Jean-Marc Reiser était une des grandes signatures de Hara Kiri, de Pilote, puis de Hara Kiri Hebdo et enfin Charlie Hebdo. Sa signature était immédiatement reconnaissable et recherchée. Il avait sa chronique dans Le Nouvel Obs juste avant que Claire Bretécher y publie Les Frustrés. C’est un esprit libre, aux dessins chocs -comme on les connaît dans Charlie Hebdo.

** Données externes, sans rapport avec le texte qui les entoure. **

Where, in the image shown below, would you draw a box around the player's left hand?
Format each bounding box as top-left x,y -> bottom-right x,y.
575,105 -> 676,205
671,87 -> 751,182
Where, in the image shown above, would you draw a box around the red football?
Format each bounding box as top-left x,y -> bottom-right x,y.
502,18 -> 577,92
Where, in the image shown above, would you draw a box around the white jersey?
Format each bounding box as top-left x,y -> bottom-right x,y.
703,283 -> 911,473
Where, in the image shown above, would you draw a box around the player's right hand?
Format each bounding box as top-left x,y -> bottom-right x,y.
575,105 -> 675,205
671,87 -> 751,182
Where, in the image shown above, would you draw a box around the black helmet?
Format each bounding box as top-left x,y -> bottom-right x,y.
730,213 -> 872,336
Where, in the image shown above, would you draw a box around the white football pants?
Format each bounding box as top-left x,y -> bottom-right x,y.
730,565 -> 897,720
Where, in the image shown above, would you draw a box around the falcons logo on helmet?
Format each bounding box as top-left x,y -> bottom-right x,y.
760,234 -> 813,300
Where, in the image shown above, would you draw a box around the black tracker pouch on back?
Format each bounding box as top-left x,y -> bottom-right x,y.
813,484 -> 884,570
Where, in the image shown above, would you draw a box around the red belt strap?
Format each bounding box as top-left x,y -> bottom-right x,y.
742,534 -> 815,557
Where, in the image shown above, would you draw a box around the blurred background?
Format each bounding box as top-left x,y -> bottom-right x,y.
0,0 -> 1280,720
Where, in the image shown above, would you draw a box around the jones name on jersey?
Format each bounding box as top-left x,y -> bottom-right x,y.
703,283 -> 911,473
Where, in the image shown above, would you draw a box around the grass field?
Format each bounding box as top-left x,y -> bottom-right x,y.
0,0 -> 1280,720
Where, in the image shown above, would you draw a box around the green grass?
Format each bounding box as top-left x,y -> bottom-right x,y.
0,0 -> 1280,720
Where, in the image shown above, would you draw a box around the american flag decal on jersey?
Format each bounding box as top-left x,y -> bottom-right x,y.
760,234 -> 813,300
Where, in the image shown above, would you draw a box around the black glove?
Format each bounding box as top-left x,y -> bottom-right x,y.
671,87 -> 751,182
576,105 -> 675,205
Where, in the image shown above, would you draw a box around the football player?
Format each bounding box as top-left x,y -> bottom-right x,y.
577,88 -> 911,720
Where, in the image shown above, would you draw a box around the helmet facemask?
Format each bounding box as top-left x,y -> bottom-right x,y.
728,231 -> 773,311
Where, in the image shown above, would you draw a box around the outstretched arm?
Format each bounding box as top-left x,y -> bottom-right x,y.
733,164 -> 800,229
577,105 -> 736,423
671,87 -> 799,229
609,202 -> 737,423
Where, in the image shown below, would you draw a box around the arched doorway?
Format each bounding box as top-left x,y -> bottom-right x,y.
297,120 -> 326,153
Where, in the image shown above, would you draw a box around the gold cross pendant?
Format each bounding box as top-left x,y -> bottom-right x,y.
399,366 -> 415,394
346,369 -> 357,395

Un trait vif, joyeux, grinçant, giclé comme du Jackson Pollock, d’une spontanéité totale. André Franquin, le créateur de Gaston Lagaffe et du Marsupilami l’idolâtrait. Lui qui avait le dessin laborieux -et quel dessin !- il lui enviait cette spontanéité, cette pertinence, cette improvisation. Franquin était de la musique classique, lui c’était du Jazz, voire du Rock, voire du Punk.
C’était un des meilleurs dessinateurs de Charlie Hebdo qui a quitté l’équipe trop tôt, en 1983, à l’âge de 42 ans, foudroyé par un cancer.
On connaît chez Reiser un propos écolo révolutionnaire, bien en avance sur son temps. On sait moins qu’il a accompagné dès les années 1960 le mouvement féministe mobilisé par Simone de Beauvoir, François Giroud, Benoîte Groult ou Gisèle Halimi.
Son premier livre s’intitule « Mon Papa », or il n’en a pas eu, de papa. Il était né en 1941 de père inconnu. Sa mère, Charlotte, était femme de ménage dans une usine de Longwy jusqu’à la fin de la guerre. Avec une maman célibataire et prolétaire, gardienne d’enfants, femme de service, logeant dans des garnis, il a vu toute son enfance une femme trimer.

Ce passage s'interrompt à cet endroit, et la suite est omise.